Cependant, plusieurs unités de production joignent leur filet avec une autre unité. En associant un pêcheur de chaque unité pour vérifier le filet, chacune économise ainsi ses moyens de production (force de travail, pirogues, cordages) qui peuvent alors être consacrés à d’autres activités. Ces partenariats permettent aussi de limiter l’investissement relatif aux coûteux cordages de lest et de bouée86. Quelle que soit la longueur des filets et des cordages apportés par chacun des partenaires, les bénéfices de la pêche sont partagés en deux parts égales, évitant ainsi de créer des sources de tensions qui nuiraient aux rendements.

Ce sont particulièrement des unités de production liées par un intermariage qui s’associent ainsi plus ou moins durablement.
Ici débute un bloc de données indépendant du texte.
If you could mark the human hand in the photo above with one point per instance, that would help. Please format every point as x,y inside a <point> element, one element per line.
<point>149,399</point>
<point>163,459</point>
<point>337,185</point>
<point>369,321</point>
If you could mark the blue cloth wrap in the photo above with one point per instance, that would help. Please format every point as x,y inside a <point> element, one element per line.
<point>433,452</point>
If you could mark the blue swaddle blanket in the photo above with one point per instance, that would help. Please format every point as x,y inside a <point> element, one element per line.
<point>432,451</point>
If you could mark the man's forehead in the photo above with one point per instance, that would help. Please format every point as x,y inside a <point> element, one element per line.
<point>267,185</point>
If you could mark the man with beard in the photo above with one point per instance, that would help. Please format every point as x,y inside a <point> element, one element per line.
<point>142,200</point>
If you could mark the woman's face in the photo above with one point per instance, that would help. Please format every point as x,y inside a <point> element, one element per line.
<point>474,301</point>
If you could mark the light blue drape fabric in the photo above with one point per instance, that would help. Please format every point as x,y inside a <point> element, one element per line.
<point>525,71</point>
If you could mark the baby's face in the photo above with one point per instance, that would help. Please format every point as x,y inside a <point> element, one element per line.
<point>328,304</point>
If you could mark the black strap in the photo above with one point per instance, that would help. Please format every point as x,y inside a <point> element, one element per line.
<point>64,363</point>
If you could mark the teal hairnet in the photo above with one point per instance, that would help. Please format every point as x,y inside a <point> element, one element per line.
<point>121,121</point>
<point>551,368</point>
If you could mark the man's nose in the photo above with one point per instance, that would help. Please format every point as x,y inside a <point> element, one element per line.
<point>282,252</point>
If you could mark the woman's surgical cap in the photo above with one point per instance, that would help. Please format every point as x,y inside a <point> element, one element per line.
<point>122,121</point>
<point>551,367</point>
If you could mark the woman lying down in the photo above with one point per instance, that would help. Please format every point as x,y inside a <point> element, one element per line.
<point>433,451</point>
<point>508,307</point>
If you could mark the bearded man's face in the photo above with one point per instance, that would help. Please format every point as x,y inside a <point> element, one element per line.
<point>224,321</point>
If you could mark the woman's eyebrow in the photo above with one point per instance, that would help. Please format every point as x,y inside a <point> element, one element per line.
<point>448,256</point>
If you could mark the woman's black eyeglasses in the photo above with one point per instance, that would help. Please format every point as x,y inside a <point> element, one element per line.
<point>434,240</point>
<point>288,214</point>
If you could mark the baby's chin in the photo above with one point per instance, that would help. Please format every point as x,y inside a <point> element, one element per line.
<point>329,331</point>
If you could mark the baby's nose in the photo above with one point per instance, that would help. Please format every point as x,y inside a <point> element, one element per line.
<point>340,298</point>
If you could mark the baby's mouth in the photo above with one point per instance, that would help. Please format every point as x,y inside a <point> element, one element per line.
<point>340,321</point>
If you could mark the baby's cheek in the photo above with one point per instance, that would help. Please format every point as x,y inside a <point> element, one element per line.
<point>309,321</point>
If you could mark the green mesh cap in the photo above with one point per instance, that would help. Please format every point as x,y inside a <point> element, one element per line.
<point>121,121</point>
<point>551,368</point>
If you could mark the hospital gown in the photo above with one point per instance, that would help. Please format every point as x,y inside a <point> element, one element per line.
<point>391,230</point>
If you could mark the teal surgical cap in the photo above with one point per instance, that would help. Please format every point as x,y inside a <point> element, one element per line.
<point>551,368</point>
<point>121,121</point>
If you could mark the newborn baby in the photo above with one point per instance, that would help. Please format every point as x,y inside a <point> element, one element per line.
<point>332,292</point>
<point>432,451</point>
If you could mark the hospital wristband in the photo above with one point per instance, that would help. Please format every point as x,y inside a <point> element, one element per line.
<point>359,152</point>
Ces unités de pêche prennent la forme de partenariats entre deux beaux-frères ou d’un gendre avec son beau-père. Ce choix particulier des équipiers s’explique selon nous par les impératifs de respect et de réciprocité qui incombent aux deux familles engagées par les liens de mariage (voir notamment Ottino, 1998). La performativité des engagements contractés à cette occasion constitue alors une garantie d’harmonie entre les partenaires au sein de l’unité de pêche comme à terre. Au-delà, on peut considérer qu’en réalisant conjointement une bonne pêche, chacun des partis se dédouane aussi des obligations de redistribution particulièrement sensibles à l’égard de sa belle-famille.

86 Certains pêcheurs de requin qui ont pu investir pour fabriquer leurs pans de filet ont parfois des diffcultés à acquérir des cordages suffisamment longs pour exploiter les lieux du large. Ils ont plus que les autres besoin de s’associer. Ces cordages et leurs longueurs représentent un élément limitant essentiel à considérer dans la pratique de cette activité.